Mantan perwira pasukan khusus (Green Beret) yang pernah mengabdikan diri di lini terdepan kontraterorisme era pemerintahan Donald Trump ini, kini bertransformasi menjadi salah satu sosok paling vokal dalam gerakan politik sayap kanan.
Joe Kent bukan sekadar nama baru di Washington.
Ia adalah seorang veteran perang dengan rekam jejak yang panjang di medan tempur.
Namun, perjalanan kariernya di bawah administrasi Trump menemui titik balik yang krusial ketika ia memutuskan untuk melepaskan jabatannya sebagai penasihat kontraterorisme.
Alasan Di Balik Pengunduran Diri
Keputusan Kent untuk mundur tidak terjadi di ruang hampa.
Narasi di balik pengunduran dirinya berakar pada pergeseran ideologi dan pandangan strategis mengenai keterlibatan Amerika di luar negeri.

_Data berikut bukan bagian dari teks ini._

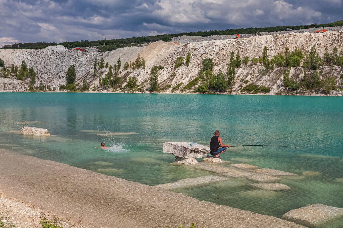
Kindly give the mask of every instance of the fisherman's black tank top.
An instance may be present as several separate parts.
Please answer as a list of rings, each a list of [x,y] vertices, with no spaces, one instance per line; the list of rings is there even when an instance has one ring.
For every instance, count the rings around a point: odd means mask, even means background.
[[[211,138],[211,142],[210,143],[210,149],[211,152],[216,152],[219,148],[219,142],[218,142],[219,136],[215,135]]]

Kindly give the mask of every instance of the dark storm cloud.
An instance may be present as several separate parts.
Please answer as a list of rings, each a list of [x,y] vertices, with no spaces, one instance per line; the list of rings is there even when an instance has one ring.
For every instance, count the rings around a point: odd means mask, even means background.
[[[0,0],[0,46],[333,22],[341,0]]]

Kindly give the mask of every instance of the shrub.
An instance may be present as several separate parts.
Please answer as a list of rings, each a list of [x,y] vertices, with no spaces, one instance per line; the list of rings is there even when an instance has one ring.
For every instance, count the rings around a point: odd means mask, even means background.
[[[325,79],[324,81],[324,89],[328,94],[331,93],[331,90],[337,89],[336,79],[334,77],[330,77]]]
[[[213,70],[214,64],[213,60],[211,58],[206,58],[202,61],[202,66],[201,67],[201,71],[204,72],[208,70],[211,71]]]
[[[180,67],[184,65],[184,57],[180,56],[176,58],[176,61],[175,62],[174,68],[176,69],[179,67]]]
[[[137,79],[133,76],[129,77],[126,87],[130,89],[133,89],[137,87]]]
[[[186,56],[186,65],[187,66],[189,66],[189,63],[191,61],[191,54],[188,52],[187,53],[187,55]]]
[[[188,84],[187,85],[184,86],[184,88],[181,90],[181,91],[182,92],[186,90],[188,90],[192,89],[198,84],[198,83],[199,83],[199,78],[197,77],[196,78],[188,82]]]
[[[75,82],[68,84],[66,85],[66,89],[69,91],[75,91],[76,90],[76,85]]]
[[[247,56],[245,56],[243,57],[243,62],[246,65],[248,65],[249,62],[249,57]]]
[[[208,91],[207,86],[206,84],[202,83],[199,86],[196,88],[194,92],[200,93],[204,93]]]
[[[227,88],[225,76],[221,72],[215,75],[210,80],[208,89],[211,91],[222,92],[226,91]]]

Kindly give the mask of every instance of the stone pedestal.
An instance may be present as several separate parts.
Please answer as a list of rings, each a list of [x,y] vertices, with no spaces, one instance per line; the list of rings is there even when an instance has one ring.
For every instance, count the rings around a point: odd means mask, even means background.
[[[190,146],[185,142],[166,142],[163,144],[163,153],[175,155],[175,162],[180,164],[192,164],[198,163],[196,158],[207,156],[210,147],[202,145]]]
[[[44,128],[33,127],[23,126],[22,128],[21,134],[23,135],[50,136],[50,133],[48,130]]]

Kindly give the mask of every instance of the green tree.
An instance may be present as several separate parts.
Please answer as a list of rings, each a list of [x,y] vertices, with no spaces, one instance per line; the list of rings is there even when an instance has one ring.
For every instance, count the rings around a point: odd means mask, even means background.
[[[81,89],[81,91],[86,91],[89,89],[89,86],[87,83],[87,80],[86,79],[83,79],[83,81],[82,88]]]
[[[221,71],[214,75],[210,80],[208,89],[211,91],[223,92],[226,91],[227,88],[225,75]]]
[[[0,67],[5,67],[5,63],[3,62],[3,60],[1,59],[1,58],[0,58]]]
[[[184,65],[184,57],[182,56],[179,56],[176,58],[176,61],[175,62],[175,65],[174,68],[176,69],[179,67],[181,66]]]
[[[120,58],[118,58],[118,60],[117,61],[117,70],[118,70],[119,71],[120,70],[120,67],[121,67],[121,61],[120,60]]]
[[[27,66],[26,65],[26,63],[24,60],[22,61],[21,68],[23,68],[24,71],[26,71],[27,69]]]
[[[191,61],[191,54],[189,52],[187,52],[187,55],[186,56],[186,65],[187,66],[189,66],[189,63]]]
[[[142,57],[142,66],[143,69],[145,69],[145,60],[143,57]]]
[[[247,56],[245,56],[243,57],[243,62],[246,66],[249,62],[249,57]]]
[[[213,60],[211,58],[206,58],[202,61],[202,66],[201,67],[201,71],[204,72],[207,70],[212,71],[213,70],[214,64]]]
[[[212,71],[209,69],[204,71],[202,71],[199,76],[199,78],[202,82],[202,83],[205,85],[207,88],[210,83],[210,80],[212,78],[213,76]]]
[[[43,82],[42,81],[42,80],[40,80],[40,83],[39,84],[39,90],[40,91],[43,91],[44,90],[44,86],[43,84]]]
[[[156,91],[157,88],[157,82],[158,76],[158,69],[157,66],[155,66],[151,69],[150,71],[150,77],[149,79],[150,81],[150,91],[152,92]]]
[[[242,60],[240,58],[240,55],[239,54],[239,51],[238,51],[236,54],[236,66],[237,68],[240,68],[242,65]]]
[[[289,85],[289,70],[285,69],[283,71],[283,87],[288,88]]]
[[[67,84],[75,83],[76,79],[76,72],[75,71],[75,66],[73,64],[69,65],[68,67],[66,76]]]
[[[103,58],[101,58],[101,60],[100,61],[100,62],[98,64],[98,66],[99,66],[99,68],[100,69],[102,69],[104,68],[104,67],[105,65],[105,60]]]
[[[332,63],[331,56],[330,56],[330,54],[329,53],[329,50],[328,50],[327,48],[325,49],[325,53],[324,54],[323,60],[324,61],[324,64],[326,65],[331,65],[331,64]]]
[[[324,81],[324,89],[328,94],[331,93],[331,90],[337,89],[336,79],[334,77],[329,77]]]
[[[133,89],[137,87],[137,79],[133,76],[129,77],[126,87],[130,89]]]
[[[129,63],[126,62],[125,63],[125,64],[124,64],[124,67],[123,67],[123,70],[127,70],[129,67],[130,66],[129,65]]]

Sebagai sosok yang sangat terpengaruh oleh tragedi personal kehilangan istrinya, Shannon Kent, seorang ahli kriptologi Angkatan Laut yang gugur di Suriah,Joe Kent mulai mempertanyakan urgensi "perang abadi" (forever wars) yang melibatkan militer AS.
Meskipun ia mendukung visi "America First" yang diusung Trump, dinamika birokrasi dan perbedaan cara pandang mengenai strategi penarikan pasukan menjadi katalisator pengunduran dirinya.
Kent merasa bahwa untuk melakukan perubahan yang substantif, ia harus bergerak dari dalam sistem legislatif, bukan sekadar menjadi penasihat di sayap eksekutif.
Menuju Panggung Legislatif
Kini, Kent membawa narasi "keadilan bagi veteran" dan "penghentian intervensi militer" ke panggung kampanye.
Dengan dukungan penuh dari Donald Trump, ia mencalonkan diri sebagai anggota Kongres, berupaya menggantikan posisi politisi petahana yang dianggapnya telah mengkhianati konstitusi.
Langkah politik Joe Kent mencerminkan fenomena yang lebih besar dalam politik Amerika saat ini:
munculnya para veteran perang yang kecewa terhadap kebijakan luar negeri dan memilih untuk terjun langsung ke medan laga politik demi mengubah arah masa depan negara.